Avec Médecine générale, Olivier Cadiot signe indubitablement son meilleur livre. Après son énergique et fondamental essai que constitue son Histoire de la littérature récente, Olivier Cadiot aborde ici frontalement, pour la première fois, les rivages du roman. Et c’est une éblouissante réussite : virevoltant, tour à tour grave et joueur, le roman nous conte l’histoire d’un groupe de jeunes gens qui, hagards mais volubiles, paraissent errer au cœur d’un monde en proie à une maladie. Roman oui, mais aussi formidable réflexion à chaque instant sur la littérature. C’est saisi de cet enthousiasme que Diacritik est allé à la rencontre du romancier le temps d’un grand entretien.

Ma première question voudrait porter sur la genèse de votre éclatant nouveau livre, Médecine générale qui vient de paraître. Comment vous est venue l’idée d’écrire ce texte qui s’ouvre sur cette scène en voiture où un frère accompagne dans un corbillard son demi-frère mort vers la petite ville de Sainte-Maure en Touraine ? Y a-t-il une scène particulière ou un événement précis qui seraient à l’origine de l’écriture de ce texte où la médecine, bon gré et surtout mal gré, joue un rôle clef ? Comment Médecine générale s’est-il enfin imposé à vous après notamment l’écriture des deux tomes de votre suite, Histoire de la littérature récente ?

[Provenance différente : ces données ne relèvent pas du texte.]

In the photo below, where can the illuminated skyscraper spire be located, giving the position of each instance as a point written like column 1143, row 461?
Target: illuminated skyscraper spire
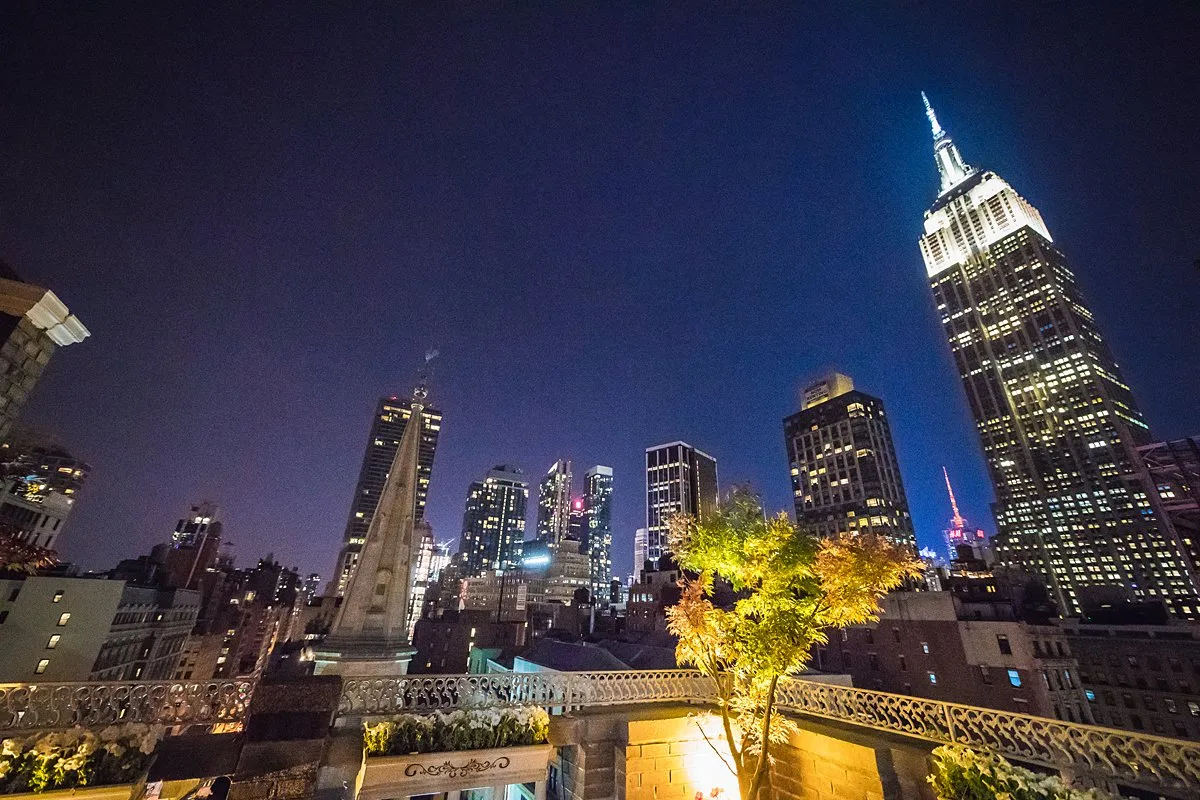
column 949, row 162
column 957, row 519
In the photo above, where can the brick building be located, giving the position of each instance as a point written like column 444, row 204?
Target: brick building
column 934, row 644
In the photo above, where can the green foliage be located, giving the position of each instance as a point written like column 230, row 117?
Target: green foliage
column 963, row 774
column 463, row 729
column 77, row 758
column 790, row 588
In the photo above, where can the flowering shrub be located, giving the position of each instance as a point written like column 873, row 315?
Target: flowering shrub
column 463, row 729
column 963, row 774
column 77, row 757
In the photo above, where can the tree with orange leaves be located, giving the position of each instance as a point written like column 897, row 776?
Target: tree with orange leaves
column 18, row 555
column 790, row 588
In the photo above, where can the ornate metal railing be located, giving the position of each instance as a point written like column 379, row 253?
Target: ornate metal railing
column 29, row 707
column 378, row 696
column 1103, row 752
column 1107, row 752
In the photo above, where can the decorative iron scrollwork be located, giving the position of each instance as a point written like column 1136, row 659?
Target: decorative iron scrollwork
column 451, row 770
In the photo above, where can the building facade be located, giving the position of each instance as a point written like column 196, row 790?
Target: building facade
column 679, row 479
column 1173, row 468
column 58, row 629
column 493, row 522
column 1057, row 423
column 555, row 503
column 641, row 552
column 40, row 482
column 388, row 427
column 1140, row 677
column 34, row 323
column 935, row 645
column 597, row 539
column 843, row 463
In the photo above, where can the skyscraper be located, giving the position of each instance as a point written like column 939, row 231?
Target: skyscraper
column 387, row 429
column 371, row 631
column 493, row 523
column 555, row 503
column 641, row 552
column 845, row 475
column 40, row 482
column 598, row 529
column 679, row 479
column 1057, row 423
column 34, row 323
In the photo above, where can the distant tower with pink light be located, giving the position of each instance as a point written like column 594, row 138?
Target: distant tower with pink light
column 960, row 533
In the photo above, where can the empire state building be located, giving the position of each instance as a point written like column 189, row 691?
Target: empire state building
column 1057, row 423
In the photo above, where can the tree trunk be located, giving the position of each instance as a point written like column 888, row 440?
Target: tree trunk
column 763, row 764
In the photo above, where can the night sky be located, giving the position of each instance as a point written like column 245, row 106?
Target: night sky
column 619, row 228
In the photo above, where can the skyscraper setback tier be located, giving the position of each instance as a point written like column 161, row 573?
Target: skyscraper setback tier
column 1057, row 423
column 493, row 521
column 679, row 479
column 387, row 429
column 843, row 462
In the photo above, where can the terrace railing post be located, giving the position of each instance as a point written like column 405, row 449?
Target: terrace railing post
column 951, row 731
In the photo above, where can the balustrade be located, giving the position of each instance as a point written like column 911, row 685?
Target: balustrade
column 93, row 704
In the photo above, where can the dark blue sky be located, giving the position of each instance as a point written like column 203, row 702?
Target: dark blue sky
column 618, row 227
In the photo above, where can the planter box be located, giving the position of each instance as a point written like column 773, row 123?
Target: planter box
column 115, row 792
column 397, row 776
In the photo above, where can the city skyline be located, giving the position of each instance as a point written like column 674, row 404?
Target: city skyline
column 213, row 400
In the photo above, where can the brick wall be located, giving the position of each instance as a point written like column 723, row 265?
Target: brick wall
column 663, row 755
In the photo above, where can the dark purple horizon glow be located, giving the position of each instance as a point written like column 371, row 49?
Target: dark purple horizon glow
column 619, row 227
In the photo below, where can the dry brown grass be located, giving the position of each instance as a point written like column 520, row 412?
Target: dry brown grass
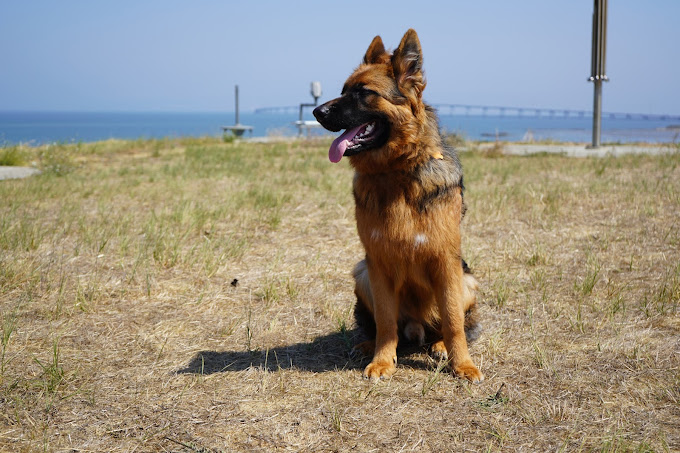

Sainte-Maure, c’est juste la moitié du voyage, restent les 250 km à franchir pour arriver dans le lieu de l’action. C’est la pause déjeuner des croque-morts. Cette histoire de corbillard mélange plusieurs histoires, dont la mienne. J’avais cette scène depuis longtemps qui revenait toujours dans les différentes étapes du manuscrit, elle était centrale et elle fixait une sorte de ton, je ne pouvais la faire suivre ou la placer au centre d’un livre comique — même si c’est ça que je cherche souvent, autoriser une scène violente au milieu de démêlés ridicules.

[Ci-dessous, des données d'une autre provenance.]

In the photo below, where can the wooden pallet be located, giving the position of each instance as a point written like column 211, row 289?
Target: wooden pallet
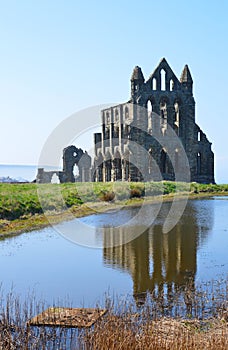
column 67, row 317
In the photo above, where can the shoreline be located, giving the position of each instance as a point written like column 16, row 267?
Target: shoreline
column 10, row 228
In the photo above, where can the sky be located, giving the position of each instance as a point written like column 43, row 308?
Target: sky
column 60, row 57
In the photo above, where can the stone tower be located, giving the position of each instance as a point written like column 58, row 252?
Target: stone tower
column 165, row 101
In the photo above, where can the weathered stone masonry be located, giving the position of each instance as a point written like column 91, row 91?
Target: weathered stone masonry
column 172, row 100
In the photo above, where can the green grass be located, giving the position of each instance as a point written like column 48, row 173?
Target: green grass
column 18, row 201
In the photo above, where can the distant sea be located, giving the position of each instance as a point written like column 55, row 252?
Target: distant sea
column 26, row 172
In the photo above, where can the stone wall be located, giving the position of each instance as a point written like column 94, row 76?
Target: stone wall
column 161, row 102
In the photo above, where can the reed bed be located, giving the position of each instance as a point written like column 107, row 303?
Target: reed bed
column 149, row 321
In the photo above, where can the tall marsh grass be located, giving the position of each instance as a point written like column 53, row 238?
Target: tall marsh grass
column 21, row 200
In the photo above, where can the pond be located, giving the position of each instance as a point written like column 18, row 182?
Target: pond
column 125, row 259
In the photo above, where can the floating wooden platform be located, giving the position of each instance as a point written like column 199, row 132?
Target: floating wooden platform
column 67, row 317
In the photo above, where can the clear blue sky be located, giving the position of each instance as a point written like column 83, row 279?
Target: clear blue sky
column 57, row 57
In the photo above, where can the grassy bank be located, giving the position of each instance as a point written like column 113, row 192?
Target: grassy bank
column 22, row 209
column 126, row 325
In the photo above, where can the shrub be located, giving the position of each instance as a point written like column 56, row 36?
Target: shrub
column 107, row 196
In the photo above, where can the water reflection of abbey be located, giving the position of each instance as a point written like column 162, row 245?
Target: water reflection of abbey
column 155, row 260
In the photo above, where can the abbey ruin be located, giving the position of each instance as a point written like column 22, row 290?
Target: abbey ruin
column 151, row 137
column 156, row 104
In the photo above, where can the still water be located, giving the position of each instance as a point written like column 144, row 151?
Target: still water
column 54, row 268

Trouver la bonne place pour ce début mortuaire était essentiel. Il fallait que ça débute ainsi sans doute. J’ai essayé de faire autrement, ça n’a pas marché. Je ne savais plus dans quel sens aller. J’ai modifié ce premier texte, le rendant plus ironique, ça n’a pas fonctionné. Il fallait le contraire que le reste du texte comique soit à la hauteur du drame que je raconte. Que les « personnages » soient à la hauteur ce qu’il leur arrive. Jusqu’ici mes livres avaient tendance à confronter un type un peu lunaire, un Robinson raté que l’on retrouve partout dans différentes îles, à une série de gens violemment caricaturaux : des cartes à jouer comme dans Lewis Caroll. Il fallait les épaissir. Rêver de leurs propriétés. L’expérience des deux tomes de cette petite Histoire et aussi la traduction de La Nuit des rois de Shakespeare pendant presque une année m’a appris de nouvelles choses. Brièveté des chapitres dans ces deux essais et travail sur les dialogues grâce à la traduction. Je n’ai d’ailleurs pas le choix, je suis obligé de poursuivre le travail tel qu’il se présente sans pouvoir revenir en arrière. C’est pourquoi j’ai rêvé dans un premier temps d’un tome trois qui serait à mi-chemin entre le réflexif et la fiction. Une vieille alliance à retenter à chaque époque. J’ai dû déchanter et séparer ces deux écritures pour de nouveau les retrouver associées par miracle. C’est peut-être grâce à ce micmac que ce roman s’avère autobiographique à la fin. Ces changements de perspectives ne m’étaient jamais à ce point arrivés auparavant dans les précédents livres.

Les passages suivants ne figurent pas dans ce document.